Small Businesses Growth Prospects Cautious Post Budget

Small businesses are cautious about their prospects following the 2011 Budget, with 55% of small business decision makers expecting their business to ‘stay about the same size’ and 25 per cent predicting their businesses will grow in the next 12 months, according to new research for Safestore, the UK’s largest self-storage company.

The research, which assessed 500 small business senior decision makers’ perceptions of the 2011 Budget and the implications for small business, also shows that more needs to be done to help them cut costs. 54% of small businesses surveyed said the measures announced by Chancellor George Osborne will make no difference to their growth prospects and 26% actually think it make things harder for them to grow.

When asked to consider the budgetary measures they thought would have the most positive effect on their business, 22% said that no new regulation for firms with less than ten employees for three years was the most advantageous. This was followed by business rate relief holiday being extended for a year (12%) and fuel duty to be cut by one pence (12%).

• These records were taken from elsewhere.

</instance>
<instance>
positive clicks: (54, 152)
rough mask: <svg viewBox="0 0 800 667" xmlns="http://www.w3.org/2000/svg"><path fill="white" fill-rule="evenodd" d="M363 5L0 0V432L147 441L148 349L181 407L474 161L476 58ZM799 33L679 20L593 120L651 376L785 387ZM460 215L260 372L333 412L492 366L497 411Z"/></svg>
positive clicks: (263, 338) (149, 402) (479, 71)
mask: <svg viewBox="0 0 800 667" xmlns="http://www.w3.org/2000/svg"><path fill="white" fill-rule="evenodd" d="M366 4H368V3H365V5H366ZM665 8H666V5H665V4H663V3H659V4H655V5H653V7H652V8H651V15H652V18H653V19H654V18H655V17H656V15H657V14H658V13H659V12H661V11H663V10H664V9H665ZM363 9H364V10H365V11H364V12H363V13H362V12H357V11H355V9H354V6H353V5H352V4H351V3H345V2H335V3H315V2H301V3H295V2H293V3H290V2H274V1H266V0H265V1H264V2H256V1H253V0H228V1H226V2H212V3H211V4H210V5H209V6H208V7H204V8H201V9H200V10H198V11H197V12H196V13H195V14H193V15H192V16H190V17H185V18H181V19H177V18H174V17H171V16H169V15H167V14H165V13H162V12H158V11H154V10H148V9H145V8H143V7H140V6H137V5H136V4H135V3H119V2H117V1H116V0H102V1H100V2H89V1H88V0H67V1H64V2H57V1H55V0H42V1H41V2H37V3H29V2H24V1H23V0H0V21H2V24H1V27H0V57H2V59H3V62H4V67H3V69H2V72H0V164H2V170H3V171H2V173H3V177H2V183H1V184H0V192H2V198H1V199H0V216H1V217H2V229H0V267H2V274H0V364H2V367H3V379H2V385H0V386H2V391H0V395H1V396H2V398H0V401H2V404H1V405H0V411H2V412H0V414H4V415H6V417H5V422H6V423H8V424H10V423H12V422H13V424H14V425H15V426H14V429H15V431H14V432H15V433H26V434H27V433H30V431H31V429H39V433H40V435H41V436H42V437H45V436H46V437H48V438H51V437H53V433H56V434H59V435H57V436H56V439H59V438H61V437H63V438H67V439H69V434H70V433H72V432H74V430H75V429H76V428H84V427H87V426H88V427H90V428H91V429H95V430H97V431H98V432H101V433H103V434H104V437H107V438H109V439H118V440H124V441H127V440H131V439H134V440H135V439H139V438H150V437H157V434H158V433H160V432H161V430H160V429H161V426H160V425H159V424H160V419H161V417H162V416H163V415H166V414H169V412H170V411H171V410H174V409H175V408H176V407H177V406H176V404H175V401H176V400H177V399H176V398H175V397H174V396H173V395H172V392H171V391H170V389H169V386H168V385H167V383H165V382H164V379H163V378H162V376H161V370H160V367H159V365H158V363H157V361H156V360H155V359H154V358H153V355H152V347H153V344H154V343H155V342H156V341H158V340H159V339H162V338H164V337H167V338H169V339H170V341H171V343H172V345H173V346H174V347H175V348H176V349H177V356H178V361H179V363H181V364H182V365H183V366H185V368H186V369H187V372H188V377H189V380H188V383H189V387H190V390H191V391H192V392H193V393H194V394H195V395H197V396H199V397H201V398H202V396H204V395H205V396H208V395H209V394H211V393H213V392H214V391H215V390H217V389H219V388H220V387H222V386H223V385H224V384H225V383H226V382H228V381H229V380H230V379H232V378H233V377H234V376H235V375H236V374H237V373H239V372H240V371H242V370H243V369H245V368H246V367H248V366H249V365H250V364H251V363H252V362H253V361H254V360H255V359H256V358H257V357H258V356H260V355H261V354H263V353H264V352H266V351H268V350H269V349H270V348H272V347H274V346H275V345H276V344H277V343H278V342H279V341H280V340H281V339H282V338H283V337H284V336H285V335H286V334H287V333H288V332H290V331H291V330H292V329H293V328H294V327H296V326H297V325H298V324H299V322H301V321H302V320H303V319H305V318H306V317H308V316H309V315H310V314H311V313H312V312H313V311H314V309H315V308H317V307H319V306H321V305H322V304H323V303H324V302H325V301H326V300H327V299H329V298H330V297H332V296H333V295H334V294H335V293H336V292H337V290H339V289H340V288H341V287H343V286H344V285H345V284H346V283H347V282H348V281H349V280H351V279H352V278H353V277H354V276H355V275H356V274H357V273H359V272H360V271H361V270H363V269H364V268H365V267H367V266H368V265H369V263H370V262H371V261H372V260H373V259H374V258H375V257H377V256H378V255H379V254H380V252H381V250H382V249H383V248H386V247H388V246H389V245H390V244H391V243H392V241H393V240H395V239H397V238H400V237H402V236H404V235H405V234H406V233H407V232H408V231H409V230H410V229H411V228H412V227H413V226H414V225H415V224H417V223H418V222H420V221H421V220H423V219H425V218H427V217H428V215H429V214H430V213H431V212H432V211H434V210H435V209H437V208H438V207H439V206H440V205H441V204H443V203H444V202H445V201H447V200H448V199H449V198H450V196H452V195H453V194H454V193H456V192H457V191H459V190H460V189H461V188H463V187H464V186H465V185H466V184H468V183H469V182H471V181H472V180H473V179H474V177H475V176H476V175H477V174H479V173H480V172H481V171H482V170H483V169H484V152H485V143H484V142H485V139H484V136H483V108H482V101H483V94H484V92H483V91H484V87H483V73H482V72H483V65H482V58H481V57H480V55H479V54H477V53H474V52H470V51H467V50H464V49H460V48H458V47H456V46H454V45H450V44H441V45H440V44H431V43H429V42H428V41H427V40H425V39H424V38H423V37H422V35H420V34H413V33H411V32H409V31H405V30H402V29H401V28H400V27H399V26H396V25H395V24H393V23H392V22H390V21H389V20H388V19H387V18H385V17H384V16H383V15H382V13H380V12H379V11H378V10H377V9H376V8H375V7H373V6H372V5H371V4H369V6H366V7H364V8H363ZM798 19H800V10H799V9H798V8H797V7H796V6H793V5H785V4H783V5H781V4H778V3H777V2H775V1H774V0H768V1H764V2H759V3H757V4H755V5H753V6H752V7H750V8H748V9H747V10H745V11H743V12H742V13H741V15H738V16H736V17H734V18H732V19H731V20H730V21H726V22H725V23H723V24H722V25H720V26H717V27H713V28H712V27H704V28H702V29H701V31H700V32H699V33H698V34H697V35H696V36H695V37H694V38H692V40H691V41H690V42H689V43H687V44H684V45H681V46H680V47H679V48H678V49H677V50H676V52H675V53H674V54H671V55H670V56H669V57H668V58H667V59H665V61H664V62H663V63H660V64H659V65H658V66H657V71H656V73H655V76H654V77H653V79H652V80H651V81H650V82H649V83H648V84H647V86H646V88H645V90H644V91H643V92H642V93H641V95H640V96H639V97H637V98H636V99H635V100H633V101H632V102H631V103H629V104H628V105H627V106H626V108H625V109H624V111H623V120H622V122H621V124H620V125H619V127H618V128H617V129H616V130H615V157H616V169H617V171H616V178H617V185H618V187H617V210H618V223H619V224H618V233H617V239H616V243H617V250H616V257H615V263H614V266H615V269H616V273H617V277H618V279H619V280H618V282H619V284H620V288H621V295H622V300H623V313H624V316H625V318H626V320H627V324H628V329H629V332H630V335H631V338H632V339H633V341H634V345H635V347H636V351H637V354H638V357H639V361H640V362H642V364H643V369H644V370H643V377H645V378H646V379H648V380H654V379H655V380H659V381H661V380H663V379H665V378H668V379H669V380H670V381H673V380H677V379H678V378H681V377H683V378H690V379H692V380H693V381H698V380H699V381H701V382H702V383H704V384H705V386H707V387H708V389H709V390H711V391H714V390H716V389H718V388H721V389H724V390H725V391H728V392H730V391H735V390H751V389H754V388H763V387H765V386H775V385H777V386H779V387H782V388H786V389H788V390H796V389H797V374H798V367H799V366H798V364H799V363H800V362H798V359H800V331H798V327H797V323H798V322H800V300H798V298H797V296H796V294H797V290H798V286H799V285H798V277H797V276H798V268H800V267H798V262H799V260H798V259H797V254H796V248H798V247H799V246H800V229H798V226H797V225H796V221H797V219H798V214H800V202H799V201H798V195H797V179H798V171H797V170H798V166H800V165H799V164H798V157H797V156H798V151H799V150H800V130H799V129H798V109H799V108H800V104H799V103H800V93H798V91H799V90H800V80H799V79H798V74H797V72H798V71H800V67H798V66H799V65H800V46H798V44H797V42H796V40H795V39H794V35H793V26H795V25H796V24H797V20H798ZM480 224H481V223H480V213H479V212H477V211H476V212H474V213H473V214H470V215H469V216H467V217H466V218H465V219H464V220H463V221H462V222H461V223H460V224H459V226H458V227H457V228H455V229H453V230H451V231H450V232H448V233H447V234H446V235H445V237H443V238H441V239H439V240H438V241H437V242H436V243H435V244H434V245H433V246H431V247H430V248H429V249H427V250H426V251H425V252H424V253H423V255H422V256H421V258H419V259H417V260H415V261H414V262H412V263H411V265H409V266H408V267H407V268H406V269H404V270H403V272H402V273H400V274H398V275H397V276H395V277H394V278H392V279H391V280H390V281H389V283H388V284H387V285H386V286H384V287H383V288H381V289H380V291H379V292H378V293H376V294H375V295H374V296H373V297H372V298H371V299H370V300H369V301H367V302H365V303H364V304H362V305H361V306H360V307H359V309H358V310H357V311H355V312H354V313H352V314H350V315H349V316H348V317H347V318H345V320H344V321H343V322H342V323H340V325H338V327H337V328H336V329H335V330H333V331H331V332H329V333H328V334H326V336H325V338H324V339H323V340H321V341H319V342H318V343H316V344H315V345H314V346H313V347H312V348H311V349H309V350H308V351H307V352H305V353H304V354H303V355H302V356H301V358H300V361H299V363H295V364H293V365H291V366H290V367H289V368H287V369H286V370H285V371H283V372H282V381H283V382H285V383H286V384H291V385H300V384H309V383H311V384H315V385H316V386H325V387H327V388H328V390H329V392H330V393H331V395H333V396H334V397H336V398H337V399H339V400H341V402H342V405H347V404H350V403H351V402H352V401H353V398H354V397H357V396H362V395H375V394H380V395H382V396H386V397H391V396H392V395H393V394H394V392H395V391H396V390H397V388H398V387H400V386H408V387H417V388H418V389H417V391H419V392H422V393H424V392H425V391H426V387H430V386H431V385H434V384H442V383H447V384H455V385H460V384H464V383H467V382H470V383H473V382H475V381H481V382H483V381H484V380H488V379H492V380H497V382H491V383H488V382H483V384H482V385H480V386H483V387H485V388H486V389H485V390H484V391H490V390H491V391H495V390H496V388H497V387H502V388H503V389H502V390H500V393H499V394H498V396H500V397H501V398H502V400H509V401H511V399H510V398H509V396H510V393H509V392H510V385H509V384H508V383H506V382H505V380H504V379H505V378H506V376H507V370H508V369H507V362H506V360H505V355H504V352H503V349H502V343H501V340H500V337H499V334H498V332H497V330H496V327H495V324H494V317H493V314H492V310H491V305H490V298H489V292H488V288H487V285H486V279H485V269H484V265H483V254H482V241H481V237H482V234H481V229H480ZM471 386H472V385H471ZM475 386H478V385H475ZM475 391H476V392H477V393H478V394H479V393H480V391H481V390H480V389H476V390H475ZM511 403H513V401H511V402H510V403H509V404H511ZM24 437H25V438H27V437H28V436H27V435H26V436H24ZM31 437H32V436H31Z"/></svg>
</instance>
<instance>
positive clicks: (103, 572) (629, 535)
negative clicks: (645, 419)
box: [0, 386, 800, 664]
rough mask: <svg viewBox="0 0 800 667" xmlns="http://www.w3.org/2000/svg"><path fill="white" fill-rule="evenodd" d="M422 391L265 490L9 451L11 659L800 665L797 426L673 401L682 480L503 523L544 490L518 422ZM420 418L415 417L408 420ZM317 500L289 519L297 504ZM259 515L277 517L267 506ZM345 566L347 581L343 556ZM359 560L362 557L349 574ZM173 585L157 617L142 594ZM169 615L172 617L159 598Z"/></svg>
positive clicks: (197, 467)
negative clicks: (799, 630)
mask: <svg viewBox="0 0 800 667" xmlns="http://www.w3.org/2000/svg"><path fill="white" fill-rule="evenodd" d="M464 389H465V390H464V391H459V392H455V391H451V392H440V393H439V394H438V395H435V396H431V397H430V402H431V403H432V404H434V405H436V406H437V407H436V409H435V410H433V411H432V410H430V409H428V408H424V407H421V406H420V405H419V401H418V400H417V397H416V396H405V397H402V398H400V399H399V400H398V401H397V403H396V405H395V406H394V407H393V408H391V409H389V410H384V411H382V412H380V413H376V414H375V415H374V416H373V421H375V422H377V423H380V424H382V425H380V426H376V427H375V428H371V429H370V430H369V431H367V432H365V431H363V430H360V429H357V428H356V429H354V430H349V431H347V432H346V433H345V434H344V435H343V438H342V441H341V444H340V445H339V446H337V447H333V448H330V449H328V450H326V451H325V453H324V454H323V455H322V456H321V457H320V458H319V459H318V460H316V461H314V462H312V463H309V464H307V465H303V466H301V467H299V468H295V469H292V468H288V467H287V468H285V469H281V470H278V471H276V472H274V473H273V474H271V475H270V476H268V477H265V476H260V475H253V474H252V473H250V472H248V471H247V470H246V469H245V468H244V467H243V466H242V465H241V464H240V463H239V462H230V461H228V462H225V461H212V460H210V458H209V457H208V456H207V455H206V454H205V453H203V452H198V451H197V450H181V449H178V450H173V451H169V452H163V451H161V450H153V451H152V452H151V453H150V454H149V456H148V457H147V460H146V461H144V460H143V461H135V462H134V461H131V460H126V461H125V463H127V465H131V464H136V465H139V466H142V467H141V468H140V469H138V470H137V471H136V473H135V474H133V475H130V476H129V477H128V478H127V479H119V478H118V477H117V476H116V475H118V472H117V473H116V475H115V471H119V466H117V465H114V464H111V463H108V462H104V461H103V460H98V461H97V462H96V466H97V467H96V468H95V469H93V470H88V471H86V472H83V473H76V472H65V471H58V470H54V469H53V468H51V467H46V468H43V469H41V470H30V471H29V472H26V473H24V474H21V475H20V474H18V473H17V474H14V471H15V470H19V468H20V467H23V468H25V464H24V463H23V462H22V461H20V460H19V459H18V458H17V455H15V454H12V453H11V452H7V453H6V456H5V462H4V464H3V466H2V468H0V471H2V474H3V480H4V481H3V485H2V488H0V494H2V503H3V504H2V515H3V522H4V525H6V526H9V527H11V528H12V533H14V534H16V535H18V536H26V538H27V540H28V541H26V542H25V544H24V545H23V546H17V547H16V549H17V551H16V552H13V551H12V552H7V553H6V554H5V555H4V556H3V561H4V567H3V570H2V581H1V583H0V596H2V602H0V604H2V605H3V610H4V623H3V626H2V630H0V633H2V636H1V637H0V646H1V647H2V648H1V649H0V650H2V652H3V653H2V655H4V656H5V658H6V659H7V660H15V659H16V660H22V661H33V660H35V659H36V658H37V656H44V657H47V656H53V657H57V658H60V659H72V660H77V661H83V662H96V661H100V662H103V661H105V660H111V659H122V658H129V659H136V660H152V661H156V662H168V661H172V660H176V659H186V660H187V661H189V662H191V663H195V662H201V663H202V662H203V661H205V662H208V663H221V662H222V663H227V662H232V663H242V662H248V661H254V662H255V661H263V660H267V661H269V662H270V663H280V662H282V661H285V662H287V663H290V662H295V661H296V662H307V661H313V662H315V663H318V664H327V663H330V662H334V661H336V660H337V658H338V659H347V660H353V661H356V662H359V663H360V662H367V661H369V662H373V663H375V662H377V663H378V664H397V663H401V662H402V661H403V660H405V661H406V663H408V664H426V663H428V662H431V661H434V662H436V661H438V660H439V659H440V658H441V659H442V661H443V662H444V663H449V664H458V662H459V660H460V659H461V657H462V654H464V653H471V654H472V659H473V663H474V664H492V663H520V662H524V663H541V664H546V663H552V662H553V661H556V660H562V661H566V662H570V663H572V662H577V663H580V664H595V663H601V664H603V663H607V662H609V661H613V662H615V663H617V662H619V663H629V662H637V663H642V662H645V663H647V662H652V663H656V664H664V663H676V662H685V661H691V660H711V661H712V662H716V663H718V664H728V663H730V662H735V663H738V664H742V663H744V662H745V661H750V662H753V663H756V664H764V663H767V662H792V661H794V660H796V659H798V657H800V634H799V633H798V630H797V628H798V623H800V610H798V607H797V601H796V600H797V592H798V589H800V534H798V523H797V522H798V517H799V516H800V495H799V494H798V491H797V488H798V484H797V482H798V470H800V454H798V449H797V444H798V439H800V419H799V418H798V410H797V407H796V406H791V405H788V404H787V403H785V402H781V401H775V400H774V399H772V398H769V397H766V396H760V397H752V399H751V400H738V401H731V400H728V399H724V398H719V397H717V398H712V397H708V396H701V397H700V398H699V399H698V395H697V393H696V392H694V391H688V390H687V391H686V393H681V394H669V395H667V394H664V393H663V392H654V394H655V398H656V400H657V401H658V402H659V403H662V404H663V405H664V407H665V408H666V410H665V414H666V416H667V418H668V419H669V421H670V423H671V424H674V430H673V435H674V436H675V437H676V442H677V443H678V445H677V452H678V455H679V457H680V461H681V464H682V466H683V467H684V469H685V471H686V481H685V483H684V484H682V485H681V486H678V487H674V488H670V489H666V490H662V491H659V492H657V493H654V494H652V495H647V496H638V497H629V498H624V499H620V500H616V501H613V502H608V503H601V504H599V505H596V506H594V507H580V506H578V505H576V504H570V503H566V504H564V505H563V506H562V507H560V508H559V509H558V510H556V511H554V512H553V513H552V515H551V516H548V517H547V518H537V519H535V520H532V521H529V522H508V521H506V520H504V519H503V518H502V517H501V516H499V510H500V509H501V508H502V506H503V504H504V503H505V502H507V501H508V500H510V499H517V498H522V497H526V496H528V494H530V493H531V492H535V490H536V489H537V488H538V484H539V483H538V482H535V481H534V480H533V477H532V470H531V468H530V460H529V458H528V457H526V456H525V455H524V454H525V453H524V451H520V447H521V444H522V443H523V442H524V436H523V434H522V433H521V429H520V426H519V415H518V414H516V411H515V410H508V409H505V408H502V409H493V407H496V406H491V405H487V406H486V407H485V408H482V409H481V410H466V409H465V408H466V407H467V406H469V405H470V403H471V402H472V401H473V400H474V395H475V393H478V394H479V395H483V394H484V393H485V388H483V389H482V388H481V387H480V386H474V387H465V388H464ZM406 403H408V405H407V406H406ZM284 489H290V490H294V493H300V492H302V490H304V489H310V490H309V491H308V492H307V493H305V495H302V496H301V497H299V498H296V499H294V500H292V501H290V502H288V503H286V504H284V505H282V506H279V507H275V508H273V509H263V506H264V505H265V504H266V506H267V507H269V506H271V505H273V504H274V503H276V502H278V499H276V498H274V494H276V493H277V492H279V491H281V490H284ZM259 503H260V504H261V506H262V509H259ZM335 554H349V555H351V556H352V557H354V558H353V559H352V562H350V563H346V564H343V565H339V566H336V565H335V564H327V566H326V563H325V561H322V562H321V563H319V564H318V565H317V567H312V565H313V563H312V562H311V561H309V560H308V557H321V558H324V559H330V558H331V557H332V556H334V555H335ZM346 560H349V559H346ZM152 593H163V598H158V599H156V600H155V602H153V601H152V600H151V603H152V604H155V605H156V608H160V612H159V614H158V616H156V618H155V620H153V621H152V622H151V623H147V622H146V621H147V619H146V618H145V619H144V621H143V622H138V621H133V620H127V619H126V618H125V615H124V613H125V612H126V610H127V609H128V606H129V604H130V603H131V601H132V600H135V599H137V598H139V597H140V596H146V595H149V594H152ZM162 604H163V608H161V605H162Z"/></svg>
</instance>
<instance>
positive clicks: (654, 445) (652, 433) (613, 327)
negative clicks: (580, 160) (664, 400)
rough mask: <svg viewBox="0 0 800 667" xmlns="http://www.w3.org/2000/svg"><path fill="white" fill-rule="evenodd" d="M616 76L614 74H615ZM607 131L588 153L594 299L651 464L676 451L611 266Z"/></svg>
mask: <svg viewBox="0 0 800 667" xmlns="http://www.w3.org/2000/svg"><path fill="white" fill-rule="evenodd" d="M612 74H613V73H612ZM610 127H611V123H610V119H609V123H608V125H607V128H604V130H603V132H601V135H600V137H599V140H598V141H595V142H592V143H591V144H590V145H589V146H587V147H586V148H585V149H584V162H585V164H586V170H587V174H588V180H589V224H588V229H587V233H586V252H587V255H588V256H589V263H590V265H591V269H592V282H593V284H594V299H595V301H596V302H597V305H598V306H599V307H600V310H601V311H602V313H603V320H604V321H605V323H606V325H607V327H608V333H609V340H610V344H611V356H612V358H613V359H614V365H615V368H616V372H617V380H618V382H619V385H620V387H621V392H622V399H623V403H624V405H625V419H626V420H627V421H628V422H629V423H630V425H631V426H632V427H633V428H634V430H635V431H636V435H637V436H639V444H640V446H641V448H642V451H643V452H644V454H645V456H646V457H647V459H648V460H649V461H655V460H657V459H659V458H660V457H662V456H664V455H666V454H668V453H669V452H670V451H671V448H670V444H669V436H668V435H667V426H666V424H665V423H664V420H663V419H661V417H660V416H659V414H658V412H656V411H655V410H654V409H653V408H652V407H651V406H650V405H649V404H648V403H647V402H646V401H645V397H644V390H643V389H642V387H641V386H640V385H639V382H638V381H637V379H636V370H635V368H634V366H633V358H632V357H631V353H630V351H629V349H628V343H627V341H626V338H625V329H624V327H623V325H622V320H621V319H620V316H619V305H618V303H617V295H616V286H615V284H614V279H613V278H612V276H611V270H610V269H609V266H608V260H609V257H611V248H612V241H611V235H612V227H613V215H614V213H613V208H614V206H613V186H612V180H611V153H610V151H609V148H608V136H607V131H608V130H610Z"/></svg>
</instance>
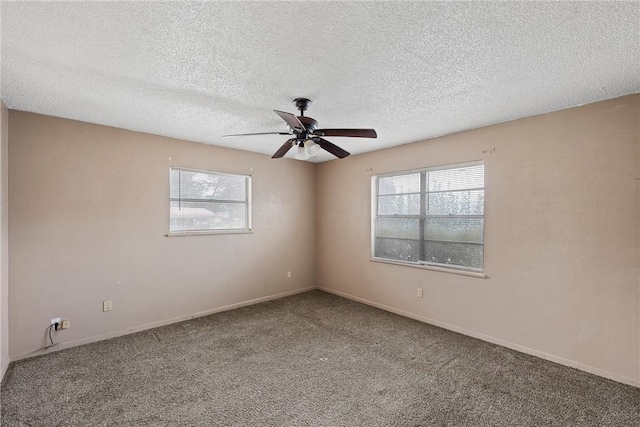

Key facts from the Safestore small business Budget research include:

  • 56% of small business decision makers said the area of their business in which they would most like to cut costs was in taxes (corporation tax, VAT and NI) – 14% want to cut down rents and rates
  • 25% of small business decision makers say they are optimistic they will grow and only 17% believe their business will decline in the coming 12 months.
  • 32% of small businesses believe the 2011 Budget would be most beneficial in stimulating growth in larger businesses
  • The Budgetary measure most advantageous for small firms was no new regulation for firms with less than ten staff for the next three years, with 22% selecting this answer

Peter Gowers, CEO of Safestore commented:

“Small businesses clearly remain cautious about trading prospects. They want to grow and are doing what they can to keep on top of costs, for example by moving into flexible self storage facilities rather than tying themselves into rigid property leases. What they need from the government is more help to reduce the burden that lies beyond their control – taxes, rates and regulation.”

John Walker, National Chairman, Federation of Small Businesses, said:

“This research ties in with findings from a Federation of Small Businesses survey which showed that small firms feel that while the measures announced in the Budget will do no harm – it won’t help them either.”